Hello,
I am trying to configure a VPN with Whonix of type: User → VPN → Tor → Internet, as described in the Whonix-Wiki: Tunnels → Connecting_to_a_VPN_before_Tor → VPN_Setup
My goal is to hide (not in a strong way, but just as a first level of obfuscation) my TOR usage from my ISP.
The wiki is very well written. I followed it. First (as recommended) I have tried to learn how to setup OpenVPN in KickSecure and it works. But I am now having problems with Whonix.
My problem: I haven’t succeeded in properly merging the Whonix template for the openvpn service:
##############################
## VPN provider specific settings ##
##############################
auth-user-pass auth.txt
## using nyc.vpn.riseup.net 80
remote 198.252.153.226 80
ca RiseupCA.pem
remote-cert-tls server
####################################
## TUNNEL_FIREWALL specific settings ##
####################################
client
dev tun0
persist-tun
persist-key
script-security 2
#up "/etc/openvpn/update-resolv-conf script_type=up dev=tun0"
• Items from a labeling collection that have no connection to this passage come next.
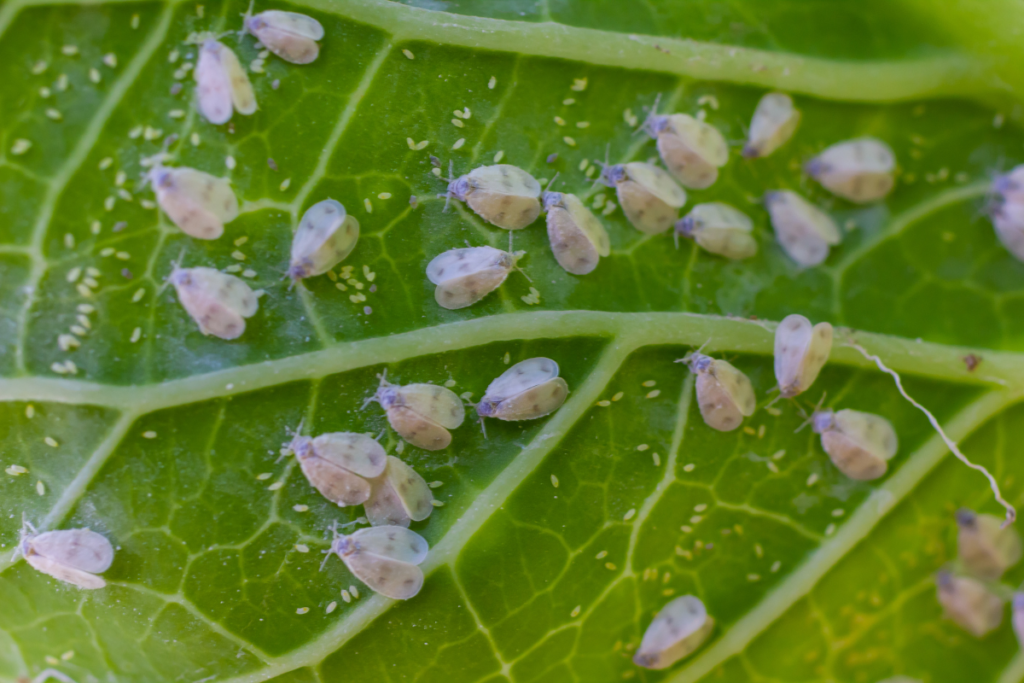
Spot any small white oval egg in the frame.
[806,137,896,204]
[676,202,758,260]
[743,92,800,159]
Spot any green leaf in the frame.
[0,0,1024,683]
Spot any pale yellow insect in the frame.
[676,202,758,260]
[288,432,387,507]
[765,189,843,267]
[600,162,686,234]
[370,376,466,451]
[365,456,434,526]
[811,410,899,481]
[775,313,833,398]
[633,595,715,669]
[147,161,239,240]
[544,193,611,275]
[15,521,114,590]
[168,266,259,339]
[935,571,1002,638]
[445,164,541,230]
[242,4,324,65]
[644,112,729,189]
[806,137,896,204]
[956,508,1021,581]
[743,92,800,159]
[288,200,359,281]
[194,39,256,125]
[328,526,429,600]
[676,351,757,432]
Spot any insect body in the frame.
[644,114,729,189]
[147,162,239,240]
[16,522,114,589]
[288,200,359,280]
[633,595,715,669]
[601,162,686,234]
[371,370,466,451]
[806,137,896,204]
[676,202,758,260]
[476,358,569,422]
[743,92,800,159]
[289,432,387,507]
[765,189,842,267]
[682,352,757,432]
[331,526,429,600]
[775,313,833,398]
[811,410,899,481]
[243,5,324,65]
[544,193,611,275]
[168,267,259,339]
[195,40,256,125]
[447,164,541,230]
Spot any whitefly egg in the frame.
[476,358,569,421]
[743,92,800,159]
[147,162,239,240]
[194,40,256,125]
[445,164,541,230]
[775,313,833,398]
[331,526,429,600]
[371,370,466,451]
[764,189,843,267]
[956,508,1021,581]
[17,522,114,590]
[365,456,434,526]
[288,200,359,280]
[806,137,896,204]
[168,266,259,339]
[544,193,611,275]
[288,432,387,507]
[681,352,757,432]
[600,162,686,234]
[633,595,715,669]
[676,202,758,260]
[811,410,899,481]
[243,5,324,65]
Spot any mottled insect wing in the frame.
[633,595,715,669]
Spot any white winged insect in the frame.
[442,162,541,230]
[242,3,324,65]
[287,432,387,507]
[775,313,833,398]
[365,456,434,526]
[325,526,429,600]
[288,200,359,281]
[195,38,256,125]
[168,266,259,339]
[427,233,528,310]
[600,162,686,234]
[368,372,466,451]
[676,350,757,432]
[643,102,729,189]
[811,409,899,481]
[146,157,239,240]
[935,570,1002,638]
[956,508,1021,581]
[743,92,800,159]
[805,137,896,204]
[676,202,758,260]
[543,193,611,275]
[633,595,715,669]
[764,189,843,267]
[476,358,569,422]
[15,521,114,590]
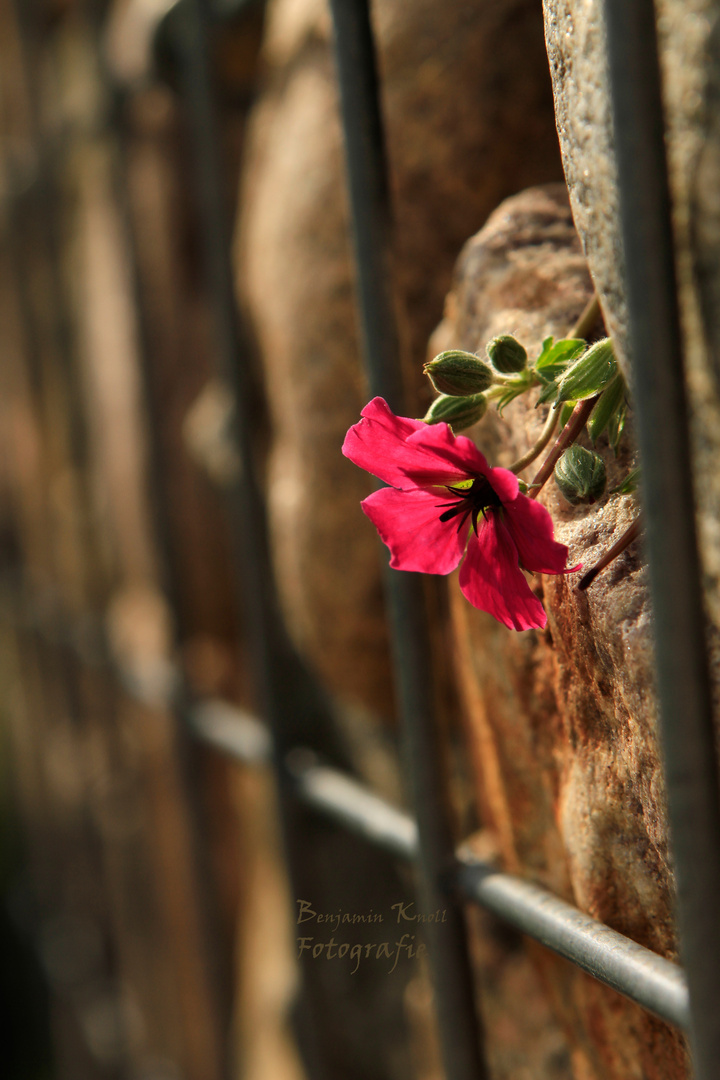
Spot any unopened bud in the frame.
[424,394,488,431]
[555,446,608,507]
[555,338,617,404]
[423,349,492,397]
[485,334,528,375]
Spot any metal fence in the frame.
[4,0,720,1080]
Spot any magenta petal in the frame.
[504,495,578,573]
[404,412,496,491]
[460,513,547,630]
[362,487,470,573]
[342,397,433,487]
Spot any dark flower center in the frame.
[437,476,502,532]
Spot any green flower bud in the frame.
[485,334,528,375]
[555,446,608,507]
[423,349,492,397]
[424,394,488,431]
[555,338,617,404]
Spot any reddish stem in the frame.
[578,517,641,592]
[528,395,599,499]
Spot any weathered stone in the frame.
[544,0,720,629]
[239,0,560,715]
[431,185,687,1080]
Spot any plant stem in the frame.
[528,394,600,499]
[578,517,642,591]
[508,293,600,483]
[507,407,560,473]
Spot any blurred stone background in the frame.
[0,0,720,1080]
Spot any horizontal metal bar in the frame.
[458,855,690,1029]
[190,701,690,1029]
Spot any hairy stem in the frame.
[578,517,642,591]
[528,394,600,499]
[508,293,600,473]
[507,408,559,473]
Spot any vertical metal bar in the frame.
[330,0,487,1080]
[606,0,720,1080]
[172,0,375,1080]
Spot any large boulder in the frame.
[431,185,687,1080]
[543,0,720,629]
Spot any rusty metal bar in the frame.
[606,0,720,1080]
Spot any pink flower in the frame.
[342,397,579,630]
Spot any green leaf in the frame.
[558,402,578,433]
[608,402,627,457]
[587,372,625,445]
[495,386,528,416]
[533,338,585,378]
[556,338,617,402]
[535,379,557,408]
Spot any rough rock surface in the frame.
[237,0,561,715]
[431,185,687,1080]
[544,0,720,635]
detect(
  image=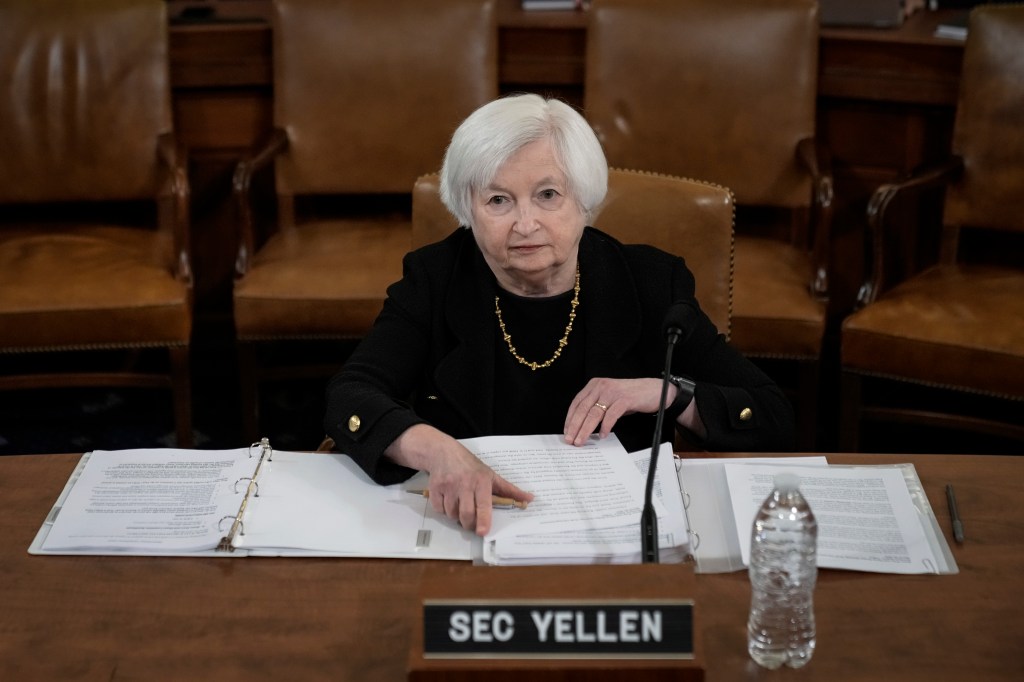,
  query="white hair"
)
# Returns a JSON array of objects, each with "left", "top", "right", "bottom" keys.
[{"left": 440, "top": 94, "right": 608, "bottom": 227}]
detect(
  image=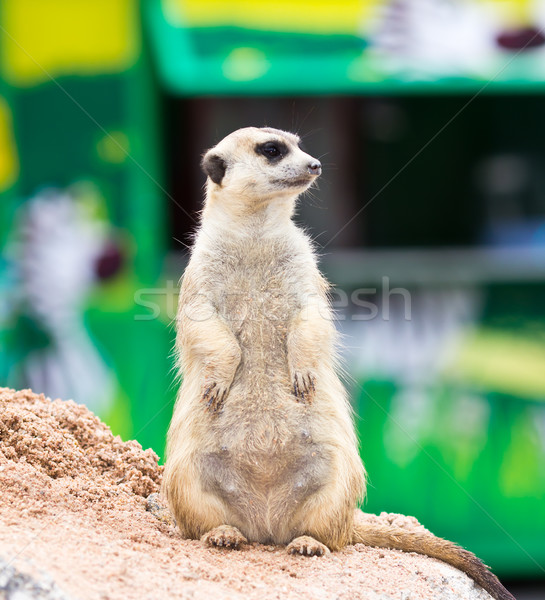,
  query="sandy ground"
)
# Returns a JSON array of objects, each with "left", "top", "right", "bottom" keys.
[{"left": 0, "top": 388, "right": 490, "bottom": 600}]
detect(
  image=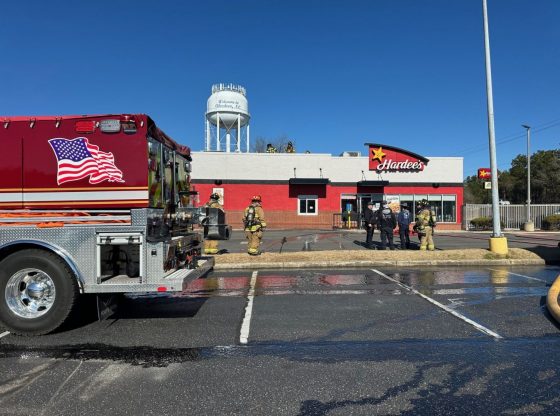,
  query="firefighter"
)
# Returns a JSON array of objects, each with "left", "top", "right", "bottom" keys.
[
  {"left": 414, "top": 199, "right": 436, "bottom": 251},
  {"left": 243, "top": 195, "right": 266, "bottom": 256},
  {"left": 377, "top": 201, "right": 397, "bottom": 250},
  {"left": 203, "top": 192, "right": 224, "bottom": 254}
]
#down "/etc/openvpn/update-resolv-conf script_type=down dev=tun0"
user tunnel
iproute /usr/bin/ip_unpriv
# Disabling any possible ipv6 auto-configuration since we have ipv6 disabled on our Whonix-Gateway
pull-filter ignore "dhcp-option DNS6"
pull-filter ignore "tun-ipv6"
pull-filter ignore "ifconfig-ipv6"
with the configuration file provided by my VPN (which is ProtonVPN), which has the following shape:
client
dev tun
proto tcp
remote 195.178.172.188 5995
remote 138.199.55.34 8443
remote 195.178.172.188 443
remote 138.199.55.34 5995
remote 195.178.172.188 8443
remote 138.199.55.34 443
server-poll-timeout 20
remote-random
resolv-retry infinite
nobind
# The following setting is only needed for old OpenVPN clients compatibility. New clients
# automatically negotiate the optimal cipher.
cipher AES-256-CBC
auth SHA512
verb 3
setenv CLIENT_CERT 0
tun-mtu 1500
tun-mtu-extra 32
mssfix 1450
persist-key
persist-tun
reneg-sec 0
remote-cert-tls server
pull
fast-io
script-security 2
up /etc/openvpn/update-resolv-conf
down /etc/openvpn/update-resolv-conf
<ca>
-----BEGIN CERTIFICATE-----
MIIFozCCA4ugAwIBAgIBATANBgkqhkiG9w0BAQ0FADBAMQswCQYDVQQGEwfZXBCxVIVc2ea1fjxQ6vkT...........................SO3XixsXpOVOYP6rJIXW9bMZ
A1gTTlpi7A==
-----END CERTIFICATE-----
</ca>
key-direction 1
<tls-auth>
# 2048 bit OpenVPN static key
-----BEGIN OpenVPN Static key V1-----
6acef03f62675b4b1bbd03e53b187727
423cea742242106cb2916a8a4c829756
.........................................................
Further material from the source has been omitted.